Amber gecko riddle

Amber often helps scientists by preserving unique living things for research. Most often, insects or small birds remain in the resin. But sometimes something truly unique comes into the hands of the researchers. As, for example, a piece of amber, in which the remains of a lizard with long fingers on it are preserved. How such a lizard found itself in sticky tar, and also where and when it happened, is a riddle worthy of Sherlock Holmes.

Mysterious gift

A unique 12-centimeter piece of amber with a lizard inside was donated to the Miller Museum of Geology at Queen's University of Ontario, Canada, back in the 1980s, but the person who did this did not report the age or origin of the artifact. Therefore, now the study begins almost from scratch.

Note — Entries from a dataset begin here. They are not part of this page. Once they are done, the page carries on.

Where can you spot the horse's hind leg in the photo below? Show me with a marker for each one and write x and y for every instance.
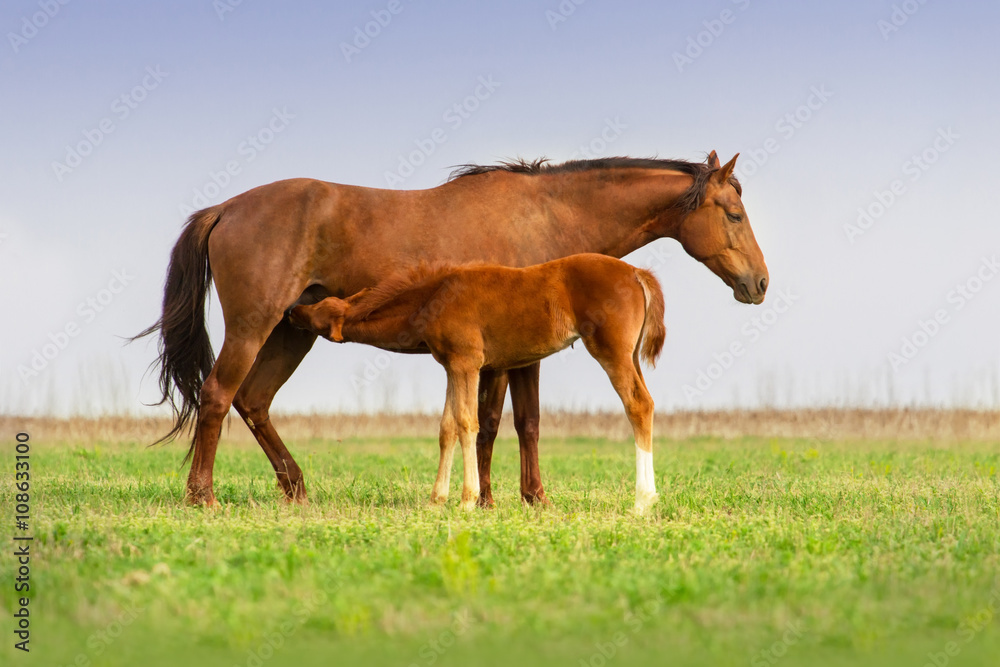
(492, 388)
(217, 393)
(276, 361)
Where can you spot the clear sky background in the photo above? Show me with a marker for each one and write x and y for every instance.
(884, 107)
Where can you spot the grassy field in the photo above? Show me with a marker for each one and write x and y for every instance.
(762, 551)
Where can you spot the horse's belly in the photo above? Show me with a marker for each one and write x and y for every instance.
(523, 343)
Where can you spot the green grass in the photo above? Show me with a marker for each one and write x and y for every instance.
(857, 553)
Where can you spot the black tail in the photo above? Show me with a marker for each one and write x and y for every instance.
(186, 356)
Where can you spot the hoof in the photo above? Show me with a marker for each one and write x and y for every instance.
(537, 499)
(644, 502)
(200, 498)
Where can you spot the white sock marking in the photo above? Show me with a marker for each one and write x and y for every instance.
(645, 479)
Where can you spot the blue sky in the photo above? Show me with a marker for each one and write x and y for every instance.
(837, 109)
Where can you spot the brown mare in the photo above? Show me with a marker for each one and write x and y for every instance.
(486, 317)
(303, 240)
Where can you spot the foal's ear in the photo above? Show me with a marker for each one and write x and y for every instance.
(725, 171)
(336, 332)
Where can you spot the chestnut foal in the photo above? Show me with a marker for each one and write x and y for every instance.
(476, 316)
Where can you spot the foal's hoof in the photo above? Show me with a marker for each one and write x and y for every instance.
(200, 498)
(644, 501)
(535, 499)
(295, 495)
(469, 505)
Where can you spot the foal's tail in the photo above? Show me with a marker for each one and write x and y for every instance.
(186, 356)
(653, 333)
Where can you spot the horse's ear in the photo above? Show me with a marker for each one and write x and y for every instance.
(336, 331)
(726, 171)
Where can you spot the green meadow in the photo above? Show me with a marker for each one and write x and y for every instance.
(760, 552)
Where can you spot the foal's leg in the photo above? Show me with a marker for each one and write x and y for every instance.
(446, 441)
(524, 396)
(492, 387)
(626, 377)
(276, 361)
(465, 409)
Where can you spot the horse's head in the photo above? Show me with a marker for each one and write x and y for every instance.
(717, 233)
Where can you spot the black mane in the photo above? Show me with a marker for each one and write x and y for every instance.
(692, 198)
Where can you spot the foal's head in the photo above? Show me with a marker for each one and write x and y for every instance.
(718, 234)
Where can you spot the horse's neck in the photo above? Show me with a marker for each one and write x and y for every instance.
(611, 212)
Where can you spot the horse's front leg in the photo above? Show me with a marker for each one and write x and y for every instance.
(524, 397)
(446, 442)
(466, 406)
(492, 387)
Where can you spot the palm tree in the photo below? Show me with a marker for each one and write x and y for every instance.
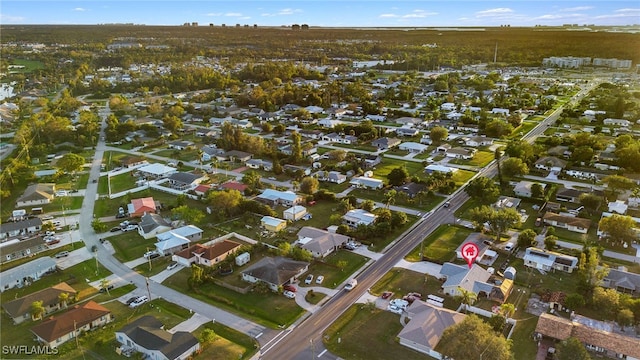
(467, 298)
(507, 310)
(37, 310)
(63, 298)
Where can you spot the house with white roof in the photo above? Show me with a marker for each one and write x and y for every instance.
(356, 217)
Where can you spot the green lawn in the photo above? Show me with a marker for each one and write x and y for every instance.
(371, 334)
(334, 276)
(441, 245)
(269, 309)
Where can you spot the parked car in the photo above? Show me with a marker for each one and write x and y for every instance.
(139, 301)
(290, 287)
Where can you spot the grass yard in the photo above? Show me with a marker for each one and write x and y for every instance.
(230, 344)
(441, 245)
(367, 334)
(334, 276)
(269, 309)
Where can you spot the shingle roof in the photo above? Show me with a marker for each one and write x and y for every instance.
(64, 323)
(49, 297)
(147, 332)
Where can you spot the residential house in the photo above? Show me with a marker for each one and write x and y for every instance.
(275, 271)
(206, 255)
(20, 228)
(623, 281)
(141, 206)
(385, 143)
(21, 248)
(461, 153)
(550, 163)
(276, 197)
(20, 309)
(333, 176)
(413, 147)
(147, 336)
(357, 217)
(235, 156)
(25, 274)
(156, 171)
(549, 261)
(180, 144)
(476, 280)
(426, 325)
(320, 242)
(523, 188)
(571, 223)
(475, 141)
(294, 213)
(185, 180)
(152, 224)
(36, 195)
(597, 336)
(273, 224)
(82, 318)
(366, 182)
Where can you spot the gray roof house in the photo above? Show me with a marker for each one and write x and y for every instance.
(147, 335)
(320, 242)
(275, 271)
(427, 323)
(25, 274)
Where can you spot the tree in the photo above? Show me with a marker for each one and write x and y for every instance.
(309, 185)
(513, 167)
(467, 298)
(606, 300)
(468, 338)
(483, 190)
(550, 242)
(37, 310)
(187, 214)
(438, 134)
(618, 228)
(70, 163)
(398, 176)
(572, 349)
(527, 238)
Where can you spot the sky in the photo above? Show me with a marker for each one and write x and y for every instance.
(339, 13)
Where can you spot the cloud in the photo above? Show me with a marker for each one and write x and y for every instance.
(11, 19)
(494, 12)
(577, 8)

To begin with, scientists analyzed the chemical composition of a piece of amber to prove that it is not a fake. They also analyzed isotopes of amber carbon and hydrogen, finding that amber is a hardened resin of a flowering tree or angiosperms. In addition, it was possible to establish that the tree (and the lizard inside amber) was in an area with a large amount of rainfall and refers to the Neogene period, which lasted from 23 million to 2.6 million years ago.

Call me spike

The next step concerned the lizard itself. The 7 cm long reptile most likely belongs to geckos, which showed a detailed 3D model of the anatomy of the animal, which the researchers created using high-resolution X-ray microscopy. Amber preserved the teeth of a lizard, ear bones and even flesh. In the coming months, scientists expect to study the anatomy of the gecko, hoping to fit it into the family tree of this species. While the lizard is called Spike.

But now it can be noted that Spike is different from modern geckos with short, thick fingers and sticky pads on their feet. However, the amber lizard has extremely long fingers. Scientists do not exclude that this may be due to the peculiarities of Spike's movement, as well as how the lizard was walled up in resin.